Il est toujours difficile, notait l'historien J. Meyer (Histoire de France, Hachette 1985, T.3), pour les créations urbanistiques, de s'insérer dans le cadre existant. Ainsi Sète, création artificielle, s'est heurtée à la concurrence de deux métropoles existantes, Bordeaux et Marseille, en cherchant à diversifier ses activités. Et, en tentant de développer une manufacture de tabac après le milieu du XVIIIè siècle, des négociants sétois échouèrent.

Les tentatives languedociennes pour diversifier et développer l'activité de Sète forment, depuis sa création (1666) jusqu'à la fin du XVIIIè siècle, une liste de déconvenues. Le regretté professeur Dermigny, sur la foi des rapports officiels, incriminait le manque d'esprit d'entreprise des Languedociens (Esquisse de l'histoire d'un port). Selon lui, "Les Languedociens entreprenants sur le plan maritime, c'est de préférence hors du Languedoc qu'on les rencontre", à Bordeaux et surtout à Marseille. La cité phocéenne veille jalousement sur le respect de son monopole du commerce avec le Levant et, par Agde, concurrence directement la création de Louis XIV. Quant à la concurrence de Bordeaux, elle fit échouer les tentatives d'établissement de lignes vers l'Amérique et les Antilles. Le milieu du XVIIIè siècle vit l'échec du raffinage du sucre. Or, l'entreprise Tinel à peine liquidée en 1750, quatre négociants sétois (Bresson, Ratyé, Mercier et Coulet frères) s'associent pour installer une manufacture de tabac dans les locaux de l'ancienne raffinerie (à peu près sur l'emplacement des halles actuelles).
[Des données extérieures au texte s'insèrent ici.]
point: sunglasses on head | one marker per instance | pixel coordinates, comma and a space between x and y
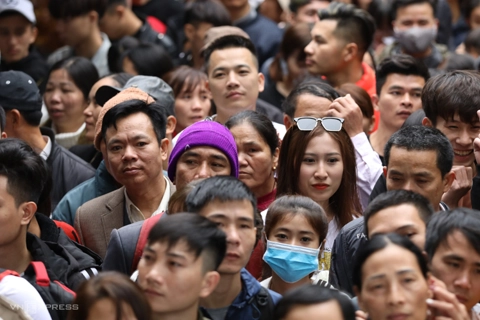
328, 123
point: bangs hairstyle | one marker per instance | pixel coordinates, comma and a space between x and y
117, 288
344, 203
198, 233
445, 223
185, 79
66, 9
26, 172
378, 243
286, 207
452, 93
399, 64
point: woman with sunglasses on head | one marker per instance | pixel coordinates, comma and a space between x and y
391, 281
317, 160
294, 233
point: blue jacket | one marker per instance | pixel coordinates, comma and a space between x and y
97, 186
244, 307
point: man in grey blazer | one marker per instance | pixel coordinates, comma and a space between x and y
131, 131
206, 146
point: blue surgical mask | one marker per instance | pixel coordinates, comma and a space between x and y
291, 263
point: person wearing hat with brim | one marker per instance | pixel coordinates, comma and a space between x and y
17, 49
130, 131
204, 149
22, 102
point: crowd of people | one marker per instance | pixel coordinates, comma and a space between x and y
236, 159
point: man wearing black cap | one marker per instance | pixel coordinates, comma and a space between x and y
22, 102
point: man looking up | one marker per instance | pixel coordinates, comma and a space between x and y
400, 79
339, 41
179, 263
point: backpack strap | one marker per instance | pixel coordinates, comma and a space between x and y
41, 274
142, 238
264, 302
8, 273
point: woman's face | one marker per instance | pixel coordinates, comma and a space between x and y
294, 229
192, 106
393, 286
93, 109
65, 102
321, 169
255, 159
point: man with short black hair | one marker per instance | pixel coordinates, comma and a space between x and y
416, 27
418, 159
120, 21
339, 42
305, 11
195, 247
22, 102
233, 77
77, 26
17, 35
453, 250
456, 116
232, 206
400, 211
264, 33
199, 17
400, 79
131, 127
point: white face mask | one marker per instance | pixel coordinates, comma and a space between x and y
416, 39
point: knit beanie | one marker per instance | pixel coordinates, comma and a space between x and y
209, 134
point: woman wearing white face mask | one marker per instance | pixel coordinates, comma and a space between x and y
295, 232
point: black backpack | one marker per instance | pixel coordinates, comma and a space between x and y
56, 296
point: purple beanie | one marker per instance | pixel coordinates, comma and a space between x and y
209, 134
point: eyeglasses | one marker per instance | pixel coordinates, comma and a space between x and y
328, 123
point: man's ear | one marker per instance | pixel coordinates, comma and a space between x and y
164, 148
261, 82
350, 51
171, 124
427, 122
448, 181
287, 121
375, 101
210, 282
28, 210
189, 30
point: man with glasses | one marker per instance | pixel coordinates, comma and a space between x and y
311, 100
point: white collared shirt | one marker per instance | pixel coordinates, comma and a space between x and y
134, 213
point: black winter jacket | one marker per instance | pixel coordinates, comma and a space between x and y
68, 170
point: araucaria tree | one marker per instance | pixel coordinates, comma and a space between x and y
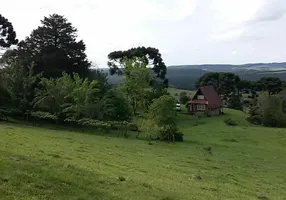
150, 56
136, 83
7, 33
54, 49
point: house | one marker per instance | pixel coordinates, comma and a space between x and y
205, 101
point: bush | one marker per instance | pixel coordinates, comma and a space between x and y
171, 134
184, 98
132, 127
235, 103
230, 122
256, 119
246, 102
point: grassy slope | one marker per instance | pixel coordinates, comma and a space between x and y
49, 164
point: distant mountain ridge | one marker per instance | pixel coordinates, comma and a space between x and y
185, 76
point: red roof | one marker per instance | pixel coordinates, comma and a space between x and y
211, 97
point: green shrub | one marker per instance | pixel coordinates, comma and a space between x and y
132, 127
230, 122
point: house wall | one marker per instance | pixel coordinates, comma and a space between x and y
192, 108
214, 112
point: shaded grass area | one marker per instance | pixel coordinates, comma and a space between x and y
215, 161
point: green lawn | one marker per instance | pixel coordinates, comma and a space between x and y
246, 162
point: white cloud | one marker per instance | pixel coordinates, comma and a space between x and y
185, 31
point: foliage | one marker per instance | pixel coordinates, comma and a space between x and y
150, 129
136, 83
44, 115
163, 114
101, 77
81, 99
230, 122
7, 58
7, 33
235, 102
20, 86
268, 111
184, 98
224, 83
150, 56
272, 85
115, 106
54, 49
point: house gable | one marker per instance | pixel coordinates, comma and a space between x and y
207, 95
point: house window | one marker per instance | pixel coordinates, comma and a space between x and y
201, 107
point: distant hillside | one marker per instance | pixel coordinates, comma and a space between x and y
185, 76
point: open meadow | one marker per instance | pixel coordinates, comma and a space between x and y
215, 161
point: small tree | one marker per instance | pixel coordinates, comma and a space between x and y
272, 85
271, 111
7, 33
163, 114
115, 106
20, 86
184, 98
235, 102
136, 83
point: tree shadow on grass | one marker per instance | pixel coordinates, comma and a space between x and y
26, 178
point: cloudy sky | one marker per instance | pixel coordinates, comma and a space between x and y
185, 31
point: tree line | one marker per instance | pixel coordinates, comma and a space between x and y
268, 100
48, 77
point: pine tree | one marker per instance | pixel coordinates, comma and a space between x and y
53, 49
7, 33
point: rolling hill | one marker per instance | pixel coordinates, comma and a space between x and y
185, 76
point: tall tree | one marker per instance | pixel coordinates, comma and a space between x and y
224, 83
136, 83
54, 49
150, 56
7, 33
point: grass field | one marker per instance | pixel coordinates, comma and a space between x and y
245, 162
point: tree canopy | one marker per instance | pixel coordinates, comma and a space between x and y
224, 83
150, 56
53, 49
7, 33
272, 85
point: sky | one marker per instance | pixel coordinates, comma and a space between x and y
184, 31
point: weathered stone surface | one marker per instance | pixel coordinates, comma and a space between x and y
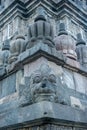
80, 83
8, 86
68, 78
29, 68
43, 110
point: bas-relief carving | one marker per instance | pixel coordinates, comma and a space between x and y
18, 46
44, 85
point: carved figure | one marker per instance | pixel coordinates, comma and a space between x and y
41, 30
43, 85
17, 46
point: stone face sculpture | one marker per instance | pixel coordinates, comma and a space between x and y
4, 53
43, 85
81, 50
17, 46
65, 43
41, 30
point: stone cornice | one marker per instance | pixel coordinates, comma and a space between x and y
42, 50
43, 112
54, 8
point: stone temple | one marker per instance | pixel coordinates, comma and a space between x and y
43, 65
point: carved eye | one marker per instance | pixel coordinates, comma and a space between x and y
37, 79
52, 78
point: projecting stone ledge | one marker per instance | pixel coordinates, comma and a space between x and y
50, 53
43, 112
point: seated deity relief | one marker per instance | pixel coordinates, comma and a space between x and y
45, 85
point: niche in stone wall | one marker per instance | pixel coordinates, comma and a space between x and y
8, 86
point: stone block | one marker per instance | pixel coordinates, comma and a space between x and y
68, 78
8, 85
75, 102
56, 68
31, 67
80, 83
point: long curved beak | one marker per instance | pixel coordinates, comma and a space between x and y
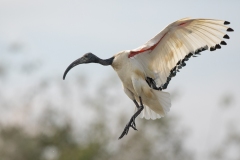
73, 64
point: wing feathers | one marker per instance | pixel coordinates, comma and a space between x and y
167, 52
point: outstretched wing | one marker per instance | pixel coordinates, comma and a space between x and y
166, 53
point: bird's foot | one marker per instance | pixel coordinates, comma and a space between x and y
132, 124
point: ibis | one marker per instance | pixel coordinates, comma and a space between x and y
147, 70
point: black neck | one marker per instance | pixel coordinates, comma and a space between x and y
105, 62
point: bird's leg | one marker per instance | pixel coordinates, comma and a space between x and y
132, 120
136, 103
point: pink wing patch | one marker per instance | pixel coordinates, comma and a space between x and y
133, 53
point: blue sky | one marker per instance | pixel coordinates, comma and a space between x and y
58, 32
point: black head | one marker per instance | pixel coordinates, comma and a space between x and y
86, 58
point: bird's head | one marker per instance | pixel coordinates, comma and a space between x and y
86, 58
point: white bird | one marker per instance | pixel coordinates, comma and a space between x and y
148, 69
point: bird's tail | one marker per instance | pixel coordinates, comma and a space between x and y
157, 108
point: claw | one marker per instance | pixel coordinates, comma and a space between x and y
134, 127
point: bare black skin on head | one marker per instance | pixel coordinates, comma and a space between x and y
88, 58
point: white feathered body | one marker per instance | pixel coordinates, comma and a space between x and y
132, 75
161, 57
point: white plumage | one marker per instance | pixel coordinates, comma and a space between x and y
162, 56
148, 69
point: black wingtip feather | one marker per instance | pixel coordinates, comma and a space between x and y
218, 46
223, 43
226, 22
212, 48
230, 30
226, 36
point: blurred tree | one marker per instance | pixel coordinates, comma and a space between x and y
55, 137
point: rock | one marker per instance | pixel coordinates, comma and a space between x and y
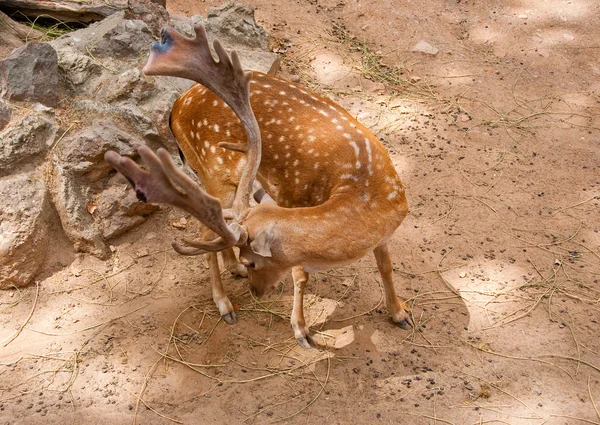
76, 68
234, 24
24, 217
30, 73
83, 153
119, 211
152, 12
126, 40
77, 171
5, 114
426, 48
130, 85
25, 142
137, 121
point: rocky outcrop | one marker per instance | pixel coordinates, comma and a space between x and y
25, 142
24, 214
30, 73
52, 154
78, 189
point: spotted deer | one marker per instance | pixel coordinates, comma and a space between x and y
326, 188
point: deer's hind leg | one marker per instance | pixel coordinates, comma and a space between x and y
399, 311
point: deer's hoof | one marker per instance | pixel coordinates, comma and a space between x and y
304, 342
229, 318
404, 324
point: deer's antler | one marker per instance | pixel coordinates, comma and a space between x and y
164, 183
191, 58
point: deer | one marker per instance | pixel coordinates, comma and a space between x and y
325, 189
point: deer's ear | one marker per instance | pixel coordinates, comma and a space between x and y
261, 244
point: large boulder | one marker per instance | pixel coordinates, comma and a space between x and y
79, 180
30, 73
5, 114
24, 216
25, 142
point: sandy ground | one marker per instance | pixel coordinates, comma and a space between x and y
496, 138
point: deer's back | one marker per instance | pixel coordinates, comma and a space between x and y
312, 148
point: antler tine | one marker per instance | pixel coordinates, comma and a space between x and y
156, 185
179, 56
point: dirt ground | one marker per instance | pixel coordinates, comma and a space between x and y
497, 140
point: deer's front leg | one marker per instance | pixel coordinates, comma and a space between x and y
219, 296
232, 264
399, 311
297, 321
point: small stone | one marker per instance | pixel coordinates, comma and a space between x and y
426, 48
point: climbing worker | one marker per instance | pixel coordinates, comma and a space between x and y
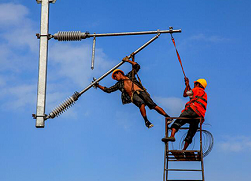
194, 108
133, 91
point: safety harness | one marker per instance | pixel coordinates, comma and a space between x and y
178, 55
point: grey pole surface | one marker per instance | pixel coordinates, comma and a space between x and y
43, 56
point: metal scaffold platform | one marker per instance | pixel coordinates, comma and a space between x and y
181, 156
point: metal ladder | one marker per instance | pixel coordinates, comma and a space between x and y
182, 156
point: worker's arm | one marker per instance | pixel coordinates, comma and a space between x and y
187, 91
110, 89
126, 59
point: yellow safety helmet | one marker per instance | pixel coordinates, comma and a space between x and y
115, 71
202, 82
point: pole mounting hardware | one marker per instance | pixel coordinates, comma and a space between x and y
50, 1
39, 35
43, 116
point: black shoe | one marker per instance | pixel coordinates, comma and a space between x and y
172, 139
148, 124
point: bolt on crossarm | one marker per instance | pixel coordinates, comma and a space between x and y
43, 56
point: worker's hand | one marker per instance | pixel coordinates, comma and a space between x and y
125, 59
96, 85
186, 81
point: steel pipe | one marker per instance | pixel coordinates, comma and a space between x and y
77, 35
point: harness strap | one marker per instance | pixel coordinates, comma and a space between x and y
178, 55
199, 97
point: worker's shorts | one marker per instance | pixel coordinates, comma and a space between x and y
193, 124
141, 97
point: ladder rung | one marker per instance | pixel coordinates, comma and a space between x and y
183, 170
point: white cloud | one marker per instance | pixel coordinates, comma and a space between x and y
18, 96
213, 39
12, 14
235, 144
172, 105
74, 63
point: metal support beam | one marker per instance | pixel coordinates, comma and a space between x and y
78, 35
43, 56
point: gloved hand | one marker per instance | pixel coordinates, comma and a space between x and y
95, 85
125, 59
186, 81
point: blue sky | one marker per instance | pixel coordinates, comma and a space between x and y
99, 138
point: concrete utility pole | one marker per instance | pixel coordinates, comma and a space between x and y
43, 56
44, 36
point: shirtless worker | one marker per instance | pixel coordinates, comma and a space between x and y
133, 91
194, 108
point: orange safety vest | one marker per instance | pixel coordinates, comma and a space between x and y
199, 102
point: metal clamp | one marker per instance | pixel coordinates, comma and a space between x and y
35, 116
39, 35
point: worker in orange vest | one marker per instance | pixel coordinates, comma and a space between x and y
133, 91
194, 108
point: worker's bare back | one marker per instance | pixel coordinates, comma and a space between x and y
128, 86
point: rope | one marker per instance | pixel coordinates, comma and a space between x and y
178, 55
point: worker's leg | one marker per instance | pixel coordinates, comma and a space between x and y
161, 111
191, 132
185, 145
140, 104
143, 110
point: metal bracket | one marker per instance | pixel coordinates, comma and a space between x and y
50, 1
39, 35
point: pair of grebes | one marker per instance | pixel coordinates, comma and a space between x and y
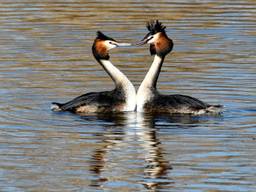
124, 97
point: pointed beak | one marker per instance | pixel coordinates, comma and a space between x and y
143, 41
123, 44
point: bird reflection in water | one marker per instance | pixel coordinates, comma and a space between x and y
156, 167
142, 130
112, 135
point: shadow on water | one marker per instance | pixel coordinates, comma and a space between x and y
144, 128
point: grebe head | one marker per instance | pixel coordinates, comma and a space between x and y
102, 44
160, 43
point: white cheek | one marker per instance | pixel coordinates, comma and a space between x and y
155, 37
109, 45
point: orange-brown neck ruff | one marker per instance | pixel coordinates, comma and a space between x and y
162, 46
99, 50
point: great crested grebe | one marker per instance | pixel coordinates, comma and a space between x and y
148, 98
122, 98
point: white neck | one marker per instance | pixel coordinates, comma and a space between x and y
145, 93
122, 81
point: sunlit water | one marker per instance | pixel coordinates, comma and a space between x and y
45, 55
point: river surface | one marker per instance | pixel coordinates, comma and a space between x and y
45, 56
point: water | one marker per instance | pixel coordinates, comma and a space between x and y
45, 55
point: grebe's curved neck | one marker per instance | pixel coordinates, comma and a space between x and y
152, 75
121, 82
147, 88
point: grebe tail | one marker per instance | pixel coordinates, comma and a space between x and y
148, 97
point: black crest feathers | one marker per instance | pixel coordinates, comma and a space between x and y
155, 27
101, 36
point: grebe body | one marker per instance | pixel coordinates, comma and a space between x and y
148, 97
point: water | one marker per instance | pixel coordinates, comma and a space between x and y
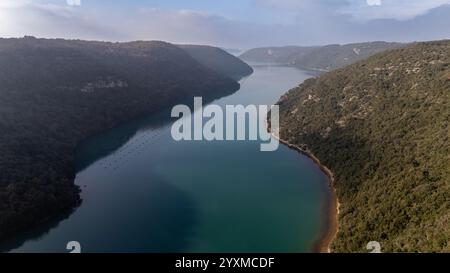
144, 192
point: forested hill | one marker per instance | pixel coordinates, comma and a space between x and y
382, 126
219, 60
325, 58
56, 93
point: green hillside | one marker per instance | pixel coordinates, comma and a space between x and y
219, 60
324, 58
382, 126
56, 93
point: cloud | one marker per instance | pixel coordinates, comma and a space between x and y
74, 2
362, 10
22, 17
374, 2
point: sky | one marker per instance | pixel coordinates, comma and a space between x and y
229, 23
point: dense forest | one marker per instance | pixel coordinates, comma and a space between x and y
323, 58
219, 60
56, 93
382, 126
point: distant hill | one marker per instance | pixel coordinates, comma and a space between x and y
382, 126
219, 60
56, 93
324, 58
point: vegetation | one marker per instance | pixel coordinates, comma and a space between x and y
56, 93
219, 60
382, 126
323, 58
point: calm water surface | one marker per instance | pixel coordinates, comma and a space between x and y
144, 192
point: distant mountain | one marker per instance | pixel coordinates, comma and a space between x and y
324, 58
233, 51
219, 60
382, 126
56, 93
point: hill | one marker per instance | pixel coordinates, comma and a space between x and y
56, 93
382, 126
219, 60
324, 58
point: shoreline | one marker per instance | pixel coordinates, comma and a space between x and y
323, 244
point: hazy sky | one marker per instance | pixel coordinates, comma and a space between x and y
229, 23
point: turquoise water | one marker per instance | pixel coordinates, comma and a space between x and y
144, 192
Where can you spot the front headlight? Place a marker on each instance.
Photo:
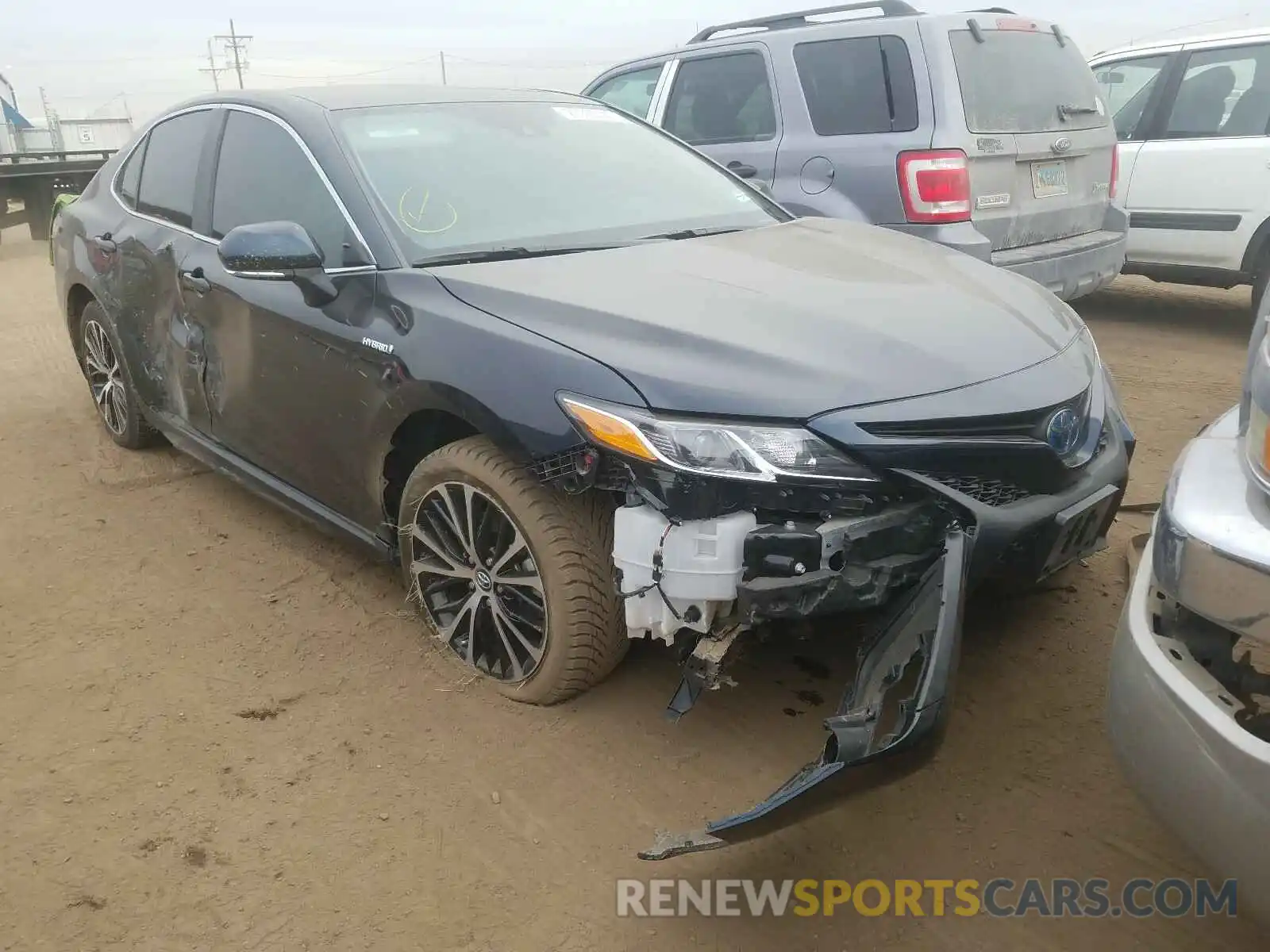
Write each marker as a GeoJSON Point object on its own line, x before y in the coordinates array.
{"type": "Point", "coordinates": [733, 451]}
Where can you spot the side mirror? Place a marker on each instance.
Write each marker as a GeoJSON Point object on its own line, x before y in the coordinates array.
{"type": "Point", "coordinates": [279, 251]}
{"type": "Point", "coordinates": [268, 251]}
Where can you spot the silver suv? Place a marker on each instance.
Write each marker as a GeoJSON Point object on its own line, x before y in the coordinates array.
{"type": "Point", "coordinates": [982, 131]}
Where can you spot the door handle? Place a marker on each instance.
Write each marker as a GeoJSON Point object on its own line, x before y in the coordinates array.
{"type": "Point", "coordinates": [194, 281]}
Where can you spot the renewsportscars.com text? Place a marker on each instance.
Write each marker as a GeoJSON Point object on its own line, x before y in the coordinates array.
{"type": "Point", "coordinates": [999, 898]}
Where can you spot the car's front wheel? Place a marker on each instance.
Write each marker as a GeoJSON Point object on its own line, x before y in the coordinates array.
{"type": "Point", "coordinates": [512, 575]}
{"type": "Point", "coordinates": [111, 384]}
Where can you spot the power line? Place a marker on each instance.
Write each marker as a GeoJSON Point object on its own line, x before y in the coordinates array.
{"type": "Point", "coordinates": [213, 67]}
{"type": "Point", "coordinates": [235, 46]}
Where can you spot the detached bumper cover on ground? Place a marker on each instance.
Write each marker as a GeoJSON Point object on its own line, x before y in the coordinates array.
{"type": "Point", "coordinates": [863, 750]}
{"type": "Point", "coordinates": [1183, 734]}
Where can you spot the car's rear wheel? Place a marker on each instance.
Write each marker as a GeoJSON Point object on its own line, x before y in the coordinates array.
{"type": "Point", "coordinates": [111, 384]}
{"type": "Point", "coordinates": [512, 575]}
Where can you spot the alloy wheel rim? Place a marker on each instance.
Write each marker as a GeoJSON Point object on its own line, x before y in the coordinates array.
{"type": "Point", "coordinates": [476, 578]}
{"type": "Point", "coordinates": [106, 378]}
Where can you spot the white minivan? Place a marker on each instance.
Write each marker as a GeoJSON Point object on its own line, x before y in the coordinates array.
{"type": "Point", "coordinates": [1193, 120]}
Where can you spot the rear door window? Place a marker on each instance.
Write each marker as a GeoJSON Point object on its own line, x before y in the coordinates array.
{"type": "Point", "coordinates": [264, 175]}
{"type": "Point", "coordinates": [1127, 88]}
{"type": "Point", "coordinates": [630, 92]}
{"type": "Point", "coordinates": [171, 168]}
{"type": "Point", "coordinates": [1026, 80]}
{"type": "Point", "coordinates": [722, 99]}
{"type": "Point", "coordinates": [1223, 93]}
{"type": "Point", "coordinates": [857, 86]}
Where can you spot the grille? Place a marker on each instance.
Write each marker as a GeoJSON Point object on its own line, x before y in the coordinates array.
{"type": "Point", "coordinates": [1029, 424]}
{"type": "Point", "coordinates": [556, 466]}
{"type": "Point", "coordinates": [982, 490]}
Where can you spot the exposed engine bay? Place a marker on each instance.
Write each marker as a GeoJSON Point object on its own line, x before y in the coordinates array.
{"type": "Point", "coordinates": [706, 564]}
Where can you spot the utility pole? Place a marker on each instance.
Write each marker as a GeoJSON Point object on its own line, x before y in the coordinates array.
{"type": "Point", "coordinates": [235, 44]}
{"type": "Point", "coordinates": [213, 67]}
Après tant d'échecs, ils manifestaient un bel esprit d'entreprise.

Le Tabac, Feuilles De Tabac

En 1751, le tabac arrive de Virginie par le relais de la métropole britannique, principalement par les ports de Whitehaven, Ayr et Glasgow. Et Sète va nouer des liens spirituels avec l'Amérique. Les autorités languedociennes sont en contact avec Benjamin Franklin. Les idéaux proclamés par les révoltés contre la couronne anglaise diffusent dans la bourgeoisie. A tel point qu'en 1782 est créée la loge maçonnique des Amis fidèles des Treize Etats Unis. A Sète, on avait fêté la victoire de Yorktown (1781) avec Te Deum et feu d'artifice. Victoire morale qui se doublait de l'ouverture d'un marché à l'échelle continentale.

La manufacture semble prendre son essor. Elle "occupe 300 ouvriers et fournit les bureaux de Lyon et les provinces voisines du Rhône". L'entreprise résiste à un incendie et aux plaintes des Sétois relatives aux fumées et odeurs provoquées par le brûlage des rebuts. Les lettres de protestation s'accumulent sur le bureau du maire. Par ailleurs, les ouvriers à la manufacture sont mal payés : un ouvrier ne gagne que 18 sous (une bonne journée de travail est payée 1 livre, soit 20 sous). Les autres employés (femmes, enfants) encore moins. Mais des difficultés apparaissent dans l'écoulement des produits. L'entreprise a 100 000 tonnes en stock.

Et, à Marseille, on sature le marché, on casse les prix. La ligue du tabac décline, de même que l'activité de la manufacture. Peu à peu, elle cesse ses activités. Ses locaux ont été transformés en caserne en 1795.